We can add the generated document to the existing architecture documentation in an extended docs-as-code toolchain with docToolchain. To do this, we run the generation command ag with other parameters.

❯ ag -o /Users/danielkocot/doc-showcases/src/docs order-service.yaml @asyncapi/markdown-template -p outFilename=order-service.md


Done! 
Check out your shiny new generated files at /Users/danielkocot/doc-showcases/src/docs.

Now we find the specification in our architecture documentation folder. Using docToolchain we can convert the Markdown file into the AsciiDoc format as a first step. I use version 2.0.0 for this, which has been released recently.

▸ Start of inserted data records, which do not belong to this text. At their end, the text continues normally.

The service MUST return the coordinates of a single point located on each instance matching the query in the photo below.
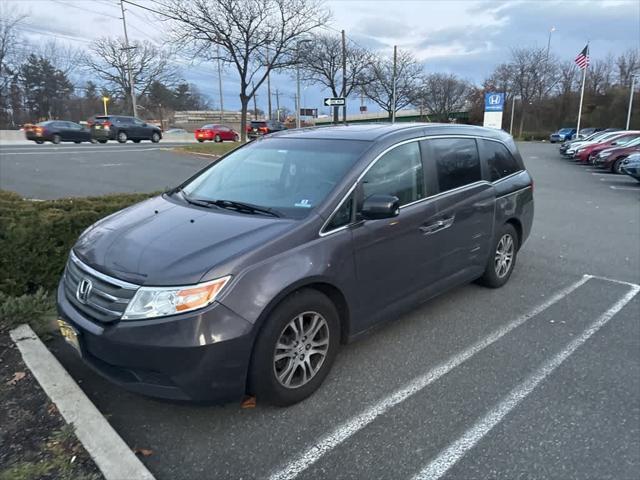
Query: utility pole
(344, 78)
(220, 87)
(269, 85)
(127, 49)
(633, 85)
(393, 95)
(255, 108)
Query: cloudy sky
(468, 38)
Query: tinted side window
(499, 160)
(398, 172)
(457, 162)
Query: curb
(111, 454)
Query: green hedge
(35, 237)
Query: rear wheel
(295, 348)
(502, 258)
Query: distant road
(68, 170)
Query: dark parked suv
(249, 276)
(121, 128)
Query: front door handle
(438, 225)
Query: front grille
(108, 297)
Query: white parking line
(355, 424)
(633, 189)
(448, 457)
(64, 151)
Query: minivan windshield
(289, 176)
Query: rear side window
(399, 173)
(500, 162)
(457, 162)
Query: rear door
(395, 257)
(465, 205)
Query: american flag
(582, 60)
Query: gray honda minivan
(248, 276)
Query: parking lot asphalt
(69, 170)
(538, 379)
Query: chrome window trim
(322, 233)
(114, 281)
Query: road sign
(334, 102)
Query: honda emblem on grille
(83, 290)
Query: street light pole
(104, 102)
(513, 109)
(633, 85)
(127, 49)
(298, 80)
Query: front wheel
(502, 258)
(295, 349)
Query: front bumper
(201, 356)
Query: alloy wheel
(504, 255)
(301, 350)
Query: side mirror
(380, 206)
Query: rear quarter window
(457, 162)
(500, 162)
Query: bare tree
(380, 87)
(441, 94)
(107, 59)
(321, 63)
(628, 63)
(244, 30)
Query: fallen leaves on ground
(145, 452)
(17, 376)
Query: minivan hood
(159, 242)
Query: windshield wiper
(243, 207)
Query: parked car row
(101, 128)
(608, 149)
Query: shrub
(35, 237)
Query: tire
(495, 275)
(295, 365)
(616, 167)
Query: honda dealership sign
(493, 107)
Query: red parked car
(612, 158)
(217, 133)
(583, 153)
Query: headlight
(151, 302)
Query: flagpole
(584, 76)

Version 2.0.0 also introduces a CLI that facilitates the use of docToolchain. The call looks like this.

➜ ./dtcw exportMarkdown
dtcw - docToolchain wrapper V0.22
docToolchain V2.0.0
Java Version 11
docker available
home folder exists
use local homefolder install /Users/danielkocot/.doctoolchain/

> Configure project :
arc42/arc42.adoc

BUILD SUCCESSFUL in 1s
1 actionable task: 1 executed

The converted file is available in the Build folder and can be incorporated from there into other AsciiDoc(tor) documents via include. This way we ensure that the specifications can be accessed in the process of creating an overall documentation.

Summary

We have seen that AsyncAPI opens up a possibility to make an event- or message-driven system understandable in a description language that can be read by humans and machines. In contrast to OpenAPI, however, the backend is known when writing the specification so that the peculiarities of the respective system can be addressed. Despite a version number greater than 1, the AsyncAPI spec is still under development. The tooling in the area of code generation is also currently still manageable, but is growing steadily. In connection with docToolchain, there are further possibilities with regard to integration into existing documentation. All in all, this is a very exciting topic that I will be coming back to time and again in the upcoming period.